# Why are PyTorch “convolutions” implemented as cross-correlations?

PyTorch convolutions are actually implemented as cross-correlations. This shouldn’t produce issues in training a convolution layer, since one is just a flipped version of the other (and hence the learned function will be equally powerful), but it does prove an issue when:

1. trying to implement an actual convolution with the `functional` library
2. trying to copy the weights of an actual convolution from another deep learning library

The authors say the following in Deep Learning with PyTorch:

Convolution, or more precisely, discrete convolution1

1. There is a subtle difference between PyTorch’s convolution and mathematics’ convolution: one argument’s sign is flipped. If we were in a pedantic mood, we could call PyTorch’s convolutions discrete cross-correlations.
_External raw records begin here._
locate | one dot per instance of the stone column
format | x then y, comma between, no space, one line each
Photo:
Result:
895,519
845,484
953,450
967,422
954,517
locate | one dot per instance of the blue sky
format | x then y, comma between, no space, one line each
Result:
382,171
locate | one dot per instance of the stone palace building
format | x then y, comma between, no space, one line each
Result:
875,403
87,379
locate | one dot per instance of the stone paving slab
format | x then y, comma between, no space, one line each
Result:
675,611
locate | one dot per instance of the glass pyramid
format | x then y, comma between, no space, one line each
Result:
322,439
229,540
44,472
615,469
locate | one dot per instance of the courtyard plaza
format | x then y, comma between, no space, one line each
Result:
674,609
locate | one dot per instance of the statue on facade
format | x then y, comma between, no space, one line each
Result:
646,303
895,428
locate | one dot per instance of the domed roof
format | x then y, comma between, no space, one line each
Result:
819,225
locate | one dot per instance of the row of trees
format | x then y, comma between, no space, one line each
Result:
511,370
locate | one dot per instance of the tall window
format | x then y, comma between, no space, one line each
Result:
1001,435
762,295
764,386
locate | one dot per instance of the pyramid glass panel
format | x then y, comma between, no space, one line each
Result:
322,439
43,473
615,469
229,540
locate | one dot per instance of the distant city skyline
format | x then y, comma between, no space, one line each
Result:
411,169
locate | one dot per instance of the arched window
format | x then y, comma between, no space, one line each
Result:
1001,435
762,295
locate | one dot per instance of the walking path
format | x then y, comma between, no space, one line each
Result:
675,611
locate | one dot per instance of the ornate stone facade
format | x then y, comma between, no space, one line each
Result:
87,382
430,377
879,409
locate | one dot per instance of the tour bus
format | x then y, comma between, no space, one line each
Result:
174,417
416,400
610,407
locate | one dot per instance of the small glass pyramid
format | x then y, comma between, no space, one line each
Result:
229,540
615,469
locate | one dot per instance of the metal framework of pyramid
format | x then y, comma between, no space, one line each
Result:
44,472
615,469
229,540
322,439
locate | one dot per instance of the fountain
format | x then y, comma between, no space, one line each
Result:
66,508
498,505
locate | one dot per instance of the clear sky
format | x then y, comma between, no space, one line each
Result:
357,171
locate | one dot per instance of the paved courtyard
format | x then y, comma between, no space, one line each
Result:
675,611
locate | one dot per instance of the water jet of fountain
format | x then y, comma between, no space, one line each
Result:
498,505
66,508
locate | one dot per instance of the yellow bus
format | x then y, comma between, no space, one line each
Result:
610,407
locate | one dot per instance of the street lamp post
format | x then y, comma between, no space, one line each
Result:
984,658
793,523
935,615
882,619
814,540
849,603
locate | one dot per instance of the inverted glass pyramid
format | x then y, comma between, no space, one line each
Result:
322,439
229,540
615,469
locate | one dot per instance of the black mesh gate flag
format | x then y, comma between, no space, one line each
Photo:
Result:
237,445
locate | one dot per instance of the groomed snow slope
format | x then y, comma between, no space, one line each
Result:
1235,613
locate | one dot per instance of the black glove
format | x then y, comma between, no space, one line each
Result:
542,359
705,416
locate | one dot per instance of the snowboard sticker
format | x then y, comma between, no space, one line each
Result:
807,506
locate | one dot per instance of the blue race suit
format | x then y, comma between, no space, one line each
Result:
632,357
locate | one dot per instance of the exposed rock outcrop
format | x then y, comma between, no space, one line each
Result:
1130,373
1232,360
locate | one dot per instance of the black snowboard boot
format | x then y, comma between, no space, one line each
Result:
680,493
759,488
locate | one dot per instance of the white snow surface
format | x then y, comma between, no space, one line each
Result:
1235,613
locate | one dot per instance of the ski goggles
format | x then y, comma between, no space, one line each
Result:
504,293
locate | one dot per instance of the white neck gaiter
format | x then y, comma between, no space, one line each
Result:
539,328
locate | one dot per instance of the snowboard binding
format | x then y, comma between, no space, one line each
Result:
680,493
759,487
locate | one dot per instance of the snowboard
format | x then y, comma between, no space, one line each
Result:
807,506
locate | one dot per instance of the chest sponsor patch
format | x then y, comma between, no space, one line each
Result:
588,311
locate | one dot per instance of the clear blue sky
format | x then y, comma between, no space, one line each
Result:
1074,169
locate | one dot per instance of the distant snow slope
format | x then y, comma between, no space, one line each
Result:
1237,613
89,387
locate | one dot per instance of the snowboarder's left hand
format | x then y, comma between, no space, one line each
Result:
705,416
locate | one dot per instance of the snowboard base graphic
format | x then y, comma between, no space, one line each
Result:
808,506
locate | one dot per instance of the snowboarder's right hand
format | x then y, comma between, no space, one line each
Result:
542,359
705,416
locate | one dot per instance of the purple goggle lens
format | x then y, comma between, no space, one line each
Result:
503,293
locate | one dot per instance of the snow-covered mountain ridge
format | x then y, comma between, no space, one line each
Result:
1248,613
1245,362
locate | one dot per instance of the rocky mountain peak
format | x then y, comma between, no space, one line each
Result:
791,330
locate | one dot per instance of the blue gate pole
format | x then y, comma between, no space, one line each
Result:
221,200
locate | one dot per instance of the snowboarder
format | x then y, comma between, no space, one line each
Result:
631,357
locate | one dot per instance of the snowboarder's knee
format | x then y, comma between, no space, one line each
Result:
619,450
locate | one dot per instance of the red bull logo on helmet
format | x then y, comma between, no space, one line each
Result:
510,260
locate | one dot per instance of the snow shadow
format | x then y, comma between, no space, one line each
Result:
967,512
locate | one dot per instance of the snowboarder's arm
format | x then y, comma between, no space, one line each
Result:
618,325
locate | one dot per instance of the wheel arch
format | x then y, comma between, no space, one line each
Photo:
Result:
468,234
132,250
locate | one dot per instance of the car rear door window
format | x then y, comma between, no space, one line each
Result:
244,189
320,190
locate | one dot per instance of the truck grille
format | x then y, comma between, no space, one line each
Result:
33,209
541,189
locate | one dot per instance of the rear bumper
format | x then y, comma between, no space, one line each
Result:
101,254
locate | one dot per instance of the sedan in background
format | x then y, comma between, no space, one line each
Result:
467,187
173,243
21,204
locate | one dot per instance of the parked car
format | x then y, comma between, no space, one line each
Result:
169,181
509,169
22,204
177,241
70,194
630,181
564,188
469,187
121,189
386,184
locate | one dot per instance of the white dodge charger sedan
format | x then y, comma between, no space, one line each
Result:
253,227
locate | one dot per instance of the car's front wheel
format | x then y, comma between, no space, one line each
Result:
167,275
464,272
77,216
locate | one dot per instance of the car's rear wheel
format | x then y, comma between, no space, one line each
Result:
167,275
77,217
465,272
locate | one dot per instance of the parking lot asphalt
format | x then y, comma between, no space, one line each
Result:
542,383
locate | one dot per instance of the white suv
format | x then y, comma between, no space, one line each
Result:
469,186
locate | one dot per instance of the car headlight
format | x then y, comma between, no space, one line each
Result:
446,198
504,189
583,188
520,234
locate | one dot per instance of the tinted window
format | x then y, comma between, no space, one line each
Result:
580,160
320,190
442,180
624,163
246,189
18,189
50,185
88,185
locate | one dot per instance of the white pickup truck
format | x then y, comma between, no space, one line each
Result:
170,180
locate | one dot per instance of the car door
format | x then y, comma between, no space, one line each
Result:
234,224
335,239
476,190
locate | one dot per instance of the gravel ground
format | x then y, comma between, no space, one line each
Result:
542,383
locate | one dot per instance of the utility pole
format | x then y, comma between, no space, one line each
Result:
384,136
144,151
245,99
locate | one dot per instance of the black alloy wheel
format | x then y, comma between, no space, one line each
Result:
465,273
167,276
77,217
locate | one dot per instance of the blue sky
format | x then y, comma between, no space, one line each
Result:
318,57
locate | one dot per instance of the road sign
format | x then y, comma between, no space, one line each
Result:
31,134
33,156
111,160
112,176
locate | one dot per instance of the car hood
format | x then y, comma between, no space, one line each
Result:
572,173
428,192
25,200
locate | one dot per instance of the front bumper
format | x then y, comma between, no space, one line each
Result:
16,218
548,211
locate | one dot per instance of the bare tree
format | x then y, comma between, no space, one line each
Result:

But they don’t explain why it was implemented like this. Is there a reason?

Maybe for eficiency reasons, something similar to how the PyTorch implementation of `CrossEntropyLoss` isn’t actually cross entropy but an analogous function taking “logits” as inputs instead of raw probabilities (to avoid numerical instability)?

1 Like

Convolutions are implemented as cross-correlations for performance / efficiency, as you brought up.

From Performance Evaluation of cuDNN Convolution Algorithms on NVIDIA Volta GPUs: “The advantage of cross-correlation is that it avoids the additional step of flipping the filters to perform the convolutions.”

2 Likes